I have an RDD like this:
JavaPairRDD<String, String>
that has lot of entries and some keys are repeated lot of times. When I apply either groupByKey
or combineByKey
, its generating another
JavaPairRDD<String, Iterable<String>
Here is the problem, for some set of keys, the number of values is very huge (because particular keys are skewed). This is causing issue in further downstream consumption even produce memory issues.
My question is how to limit the number of values aggregated per key. I want to group by key, however the value list should not go beyond limit X number. Any overflowing values should be added to a new line, is there a way to do this?

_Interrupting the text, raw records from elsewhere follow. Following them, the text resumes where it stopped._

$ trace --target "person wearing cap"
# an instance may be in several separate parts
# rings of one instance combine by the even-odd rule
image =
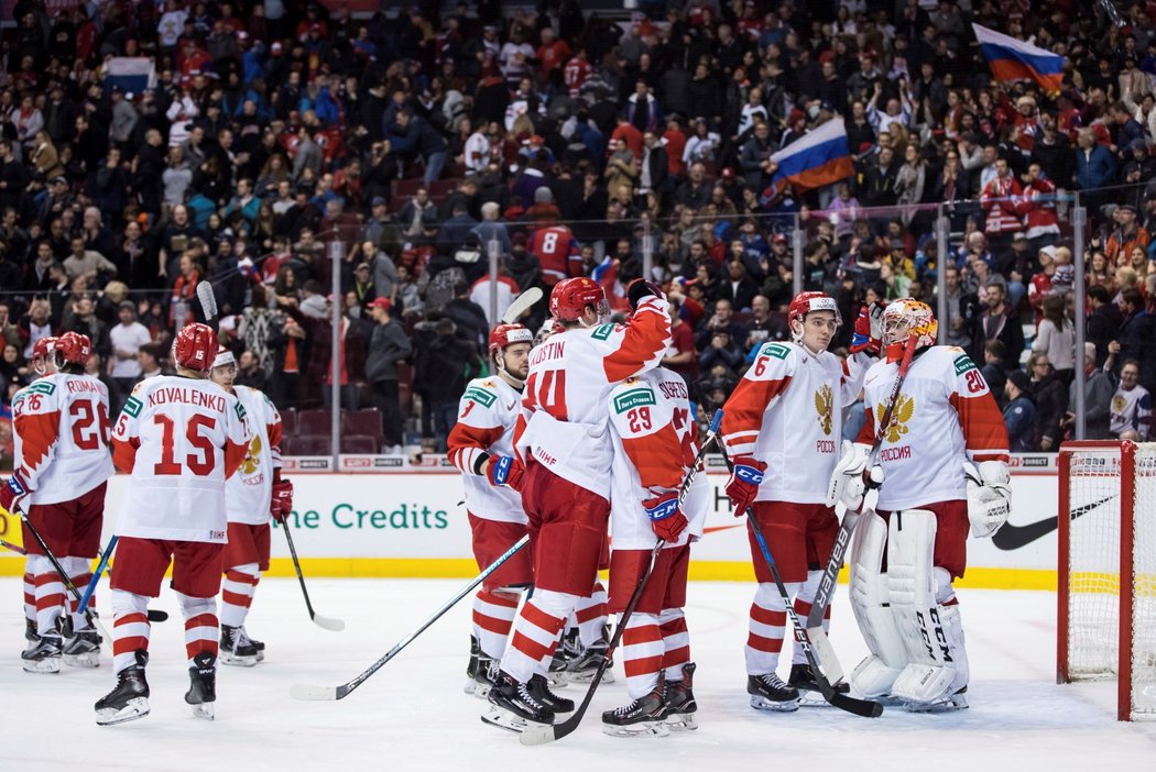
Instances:
[[[1036,403],[1031,394],[1031,377],[1023,370],[1011,370],[1003,384],[1003,394],[1008,399],[1003,407],[1003,426],[1008,430],[1009,450],[1014,454],[1036,450]]]
[[[398,362],[409,357],[413,346],[405,328],[393,318],[393,303],[377,298],[366,306],[373,320],[365,358],[365,380],[372,388],[371,402],[381,411],[386,452],[400,452],[405,437],[401,427],[401,400],[398,391]]]

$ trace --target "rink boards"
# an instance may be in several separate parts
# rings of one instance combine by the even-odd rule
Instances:
[[[1052,458],[1015,459],[1013,525],[1029,525],[1055,516],[1058,485]],[[296,495],[291,526],[307,575],[416,578],[477,574],[466,508],[459,504],[462,487],[457,472],[435,466],[355,473],[354,469],[373,466],[356,457],[351,467],[348,462],[342,458],[342,466],[350,469],[348,472],[310,473],[298,467],[292,475]],[[713,496],[706,533],[694,547],[691,579],[750,579],[754,574],[746,529],[732,517],[724,493],[727,477],[714,470],[706,477]],[[103,541],[112,532],[126,485],[124,475],[109,484]],[[0,538],[18,544],[18,520],[0,516]],[[963,586],[1055,589],[1054,530],[1011,550],[999,549],[987,539],[971,539],[968,549],[969,568]],[[275,531],[272,576],[292,575],[288,555],[286,540]],[[22,565],[17,556],[0,550],[0,575],[18,575]]]

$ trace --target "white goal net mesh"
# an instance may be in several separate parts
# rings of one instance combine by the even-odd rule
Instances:
[[[1131,669],[1131,718],[1156,719],[1156,443],[1136,445],[1134,458],[1128,474],[1119,445],[1070,455],[1067,673],[1087,681]],[[1132,576],[1121,576],[1129,542]],[[1121,620],[1121,592],[1131,620]],[[1121,622],[1131,629],[1122,650]]]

This can be solved using flatMap
. I'm not sure how to write it in Java, however, hopefully you can convert the Scala code. Code with example input:
val rdd = spark.sparkContext.parallelize(Seq((1, Iterable(1,2,3,4,5)), (2, Iterable(6,7,8)), (3, Iterable(1,3,6,8,4,2,7,8,3))))
val maxLength = 3
val res = rdd.flatMap{ case(id, vals) =>
vals.grouped(maxLength).map(v => (id, v))
}
The idea is to split the list into a list of list where each inner list has a max length. Since, flatMap
is used here the list of list will be flattened into a simple list which is the result you want. Using a max length of 3 and printing res
gives:
(1,List(1, 2, 3))
(1,List(4, 5))
(2,List(6, 7, 8))
(3,List(1, 3, 6))
(3,List(8, 4, 2))
(3,List(7, 8, 3))